In August, 2006, T.F. told NPR Radio that Bashar Assad’s Syria was not a natural ally of Iran. He maintained that Syria could resume its traditional role as an ally of the pro-US Arab camp of Jordan, Saudi Arabia and Egypt. Thus, he rewrote Syria’s recent history, which has been consistently anti-US since 1946, as well as pro-Iran since 1979.

In June, 2009, T.F. stated that “for the first time, in a long time, [Middle East] forces for decency, democracy and pluralism have a little wind at their backs.” He identified a tailwind to pro-American elements, and a setback to Iran’s fortunes, in Lebanon, Iraq and Iran itself. According to T.F., “the diffusion of technology – the Internet, blogs, YouTube and text messaging via cellphones” – tilted the Middle East in favor of the US. He was determined not to allow the real Middle East to stand in the way of his vision of a Middle East consumed by globalization, modernity, democratization and the Internet.
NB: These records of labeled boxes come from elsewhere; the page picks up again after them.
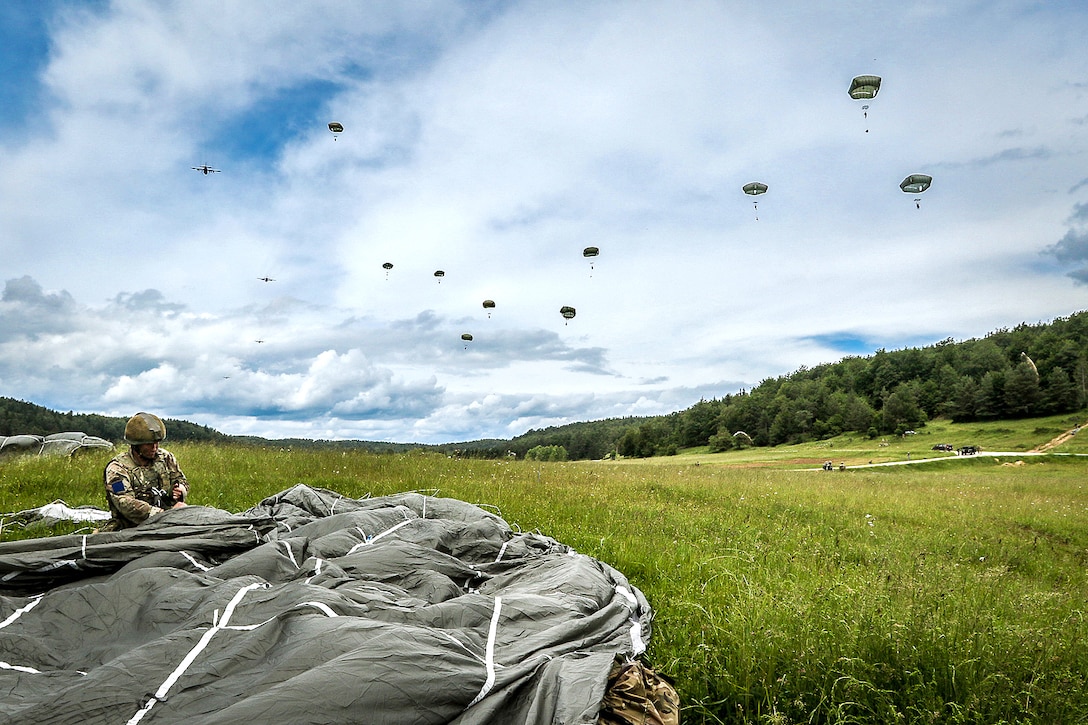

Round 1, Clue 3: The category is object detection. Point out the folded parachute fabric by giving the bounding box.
[0,486,651,725]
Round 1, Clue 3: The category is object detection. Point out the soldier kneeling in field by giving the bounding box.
[99,413,189,531]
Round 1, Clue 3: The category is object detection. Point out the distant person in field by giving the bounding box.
[99,413,189,531]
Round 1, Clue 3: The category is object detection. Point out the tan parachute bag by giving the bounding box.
[597,661,680,725]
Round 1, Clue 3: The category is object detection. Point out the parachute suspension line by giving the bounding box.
[466,597,503,710]
[280,539,302,569]
[616,586,646,655]
[345,518,418,556]
[301,602,339,617]
[180,551,211,572]
[127,582,268,725]
[0,594,45,629]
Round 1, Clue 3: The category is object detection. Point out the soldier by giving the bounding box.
[100,413,189,531]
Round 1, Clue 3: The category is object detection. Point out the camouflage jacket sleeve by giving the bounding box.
[104,459,162,525]
[160,451,189,501]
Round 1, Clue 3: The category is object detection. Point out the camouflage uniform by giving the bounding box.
[99,448,189,531]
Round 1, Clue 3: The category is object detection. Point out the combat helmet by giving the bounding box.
[125,413,166,445]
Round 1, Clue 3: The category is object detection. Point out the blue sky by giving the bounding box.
[0,0,1088,443]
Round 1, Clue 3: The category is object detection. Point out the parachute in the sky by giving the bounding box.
[582,247,601,277]
[850,75,880,100]
[741,182,767,221]
[899,174,934,209]
[849,75,880,133]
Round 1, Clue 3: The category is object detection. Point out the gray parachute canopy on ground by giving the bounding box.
[0,431,113,456]
[0,486,675,725]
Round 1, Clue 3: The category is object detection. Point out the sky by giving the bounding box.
[0,0,1088,443]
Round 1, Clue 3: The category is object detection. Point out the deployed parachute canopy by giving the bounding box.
[849,75,880,133]
[741,182,767,221]
[899,174,934,209]
[582,247,601,277]
[850,75,880,100]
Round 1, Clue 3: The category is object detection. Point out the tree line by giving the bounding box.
[6,312,1088,460]
[465,312,1088,459]
[0,396,231,443]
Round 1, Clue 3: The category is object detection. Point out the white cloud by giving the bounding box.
[0,0,1088,442]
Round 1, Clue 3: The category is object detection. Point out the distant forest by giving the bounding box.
[6,312,1088,460]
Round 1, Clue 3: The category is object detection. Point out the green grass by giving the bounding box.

Unfortunately, the increasingly boiling seismic Arab Street from Morocco to the Persian Gulf has repudiated T.F.’s vision.

In February, 2011, T.F. determined that “the Muslim Brotherhood is not running the [anti-Mubarak] show…Any ideological group that tries to hijack these young people will lose…. This uprising feels post-ideological…. The emerging spokesman for this uprising is Wael Ghonim, a Google marketing executive.”

Enthralled by the Arab Spring delusion, T.F. concluded that the Egyptian Street “tried [radical] Nasserism, tried Islamism and is now trying democracy.” He was convinced that “the democracy movement came out of Tahrir Square like a tiger…. Anyone who tries to put the tiger back in the cage will get his head bitten off…. Witness one of the great triumphs of the human spirit….. The first pan-Arab movement that is focused on universal values….”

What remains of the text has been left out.